VIENNA - Roxana Saberi, the U.S. journalist freed after some four months in an Iranian prison, left the Islamic Republic behind and flew to the Austrian capital with her parents early Friday.
Recovering From Ordeal
After landing at Vienna's airport, Saberi told reporters she planned to spend a few days in the city to recover from her ordeal.
"I came to Vienna because I heard it was a calm and relaxing place," Saberi said.
"I know you have many questions but I need some more time to think about what happened to me over the past couple of days," she said.
Her father, Reza Saberi, said they were staying with a friend in Austria. The family was accompanied by an unidentified man.
Saberi, poised and smiling, thanked all those who supported her during her ordeal, including Austria's ambassador to Iran and his family, whom she described as "very helpful."
"Both journalists and non-journalists around the world, I've been hearing, supported me very much and it was very moving for me to hear this," she said.
Saberi, referring to several recent statements about her case, stressed she was the only one who knew what really happened.
"Nobody knows about it as well as I do, and I will talk about it more in the future, I hope, but I am not prepared at this time," she said.
Saberi did not specify how long she planned to stay in Austria.

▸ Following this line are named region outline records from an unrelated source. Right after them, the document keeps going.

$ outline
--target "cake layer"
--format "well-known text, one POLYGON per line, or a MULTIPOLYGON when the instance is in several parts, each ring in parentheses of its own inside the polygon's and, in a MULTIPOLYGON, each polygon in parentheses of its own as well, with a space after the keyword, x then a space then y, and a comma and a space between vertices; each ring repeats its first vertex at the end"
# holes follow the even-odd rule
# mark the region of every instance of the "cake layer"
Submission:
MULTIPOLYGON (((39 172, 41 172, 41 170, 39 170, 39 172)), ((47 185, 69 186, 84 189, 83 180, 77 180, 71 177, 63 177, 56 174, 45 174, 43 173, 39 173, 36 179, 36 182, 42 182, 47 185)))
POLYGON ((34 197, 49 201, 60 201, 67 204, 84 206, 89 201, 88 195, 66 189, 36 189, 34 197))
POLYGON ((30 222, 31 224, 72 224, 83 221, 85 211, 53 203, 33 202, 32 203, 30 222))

"We're going to stay here for at least a few days and then go on to the United States," she said, adding that they were as yet undecided about traveling to the Cannes Film festival, where a film she co-scripted premiered. The film's director is Saberi's partner.
Convicted of Spying
The 32-year-old journalist, who grew up in Fargo, North Dakota, and moved to Iran six years ago, was arrested in late January and was convicted of spying for the United States in a closed-door trial that her Iranian-born father said lasted only 15 minutes.
Saberi's mother, Akiko, also thanked all those who supported her daughter over the past few months.
"We're just so happy to be here," she said.
She was freed on Monday and reunited with her parents, who had come to Iran to seek her release, after an appeals court reduced her eight-year sentence to a two-year suspended sentence.
U.S. Demands Release
The United States had said the charges against Saberi were baseless and repeatedly demanded her release.
The case against her had become an obstacle to President Barack Obama's plan to dialogue with the top U.S. adversary in the Middle East.
At one point, Saberi held a hunger strike to protest her imprisonment, but she ended it after two weeks over her parents' concern for her health.
Saberi had worked as a freelance journalist for several organizations, including National Public Radio and the British Broadcasting Corp.
After her arrest, Iranian authorities initially accused her of working without press credentials, but later leveled the far more serious charge of spying.
Iran released few details about the allegations, which she gave to U.S. intelligence officials.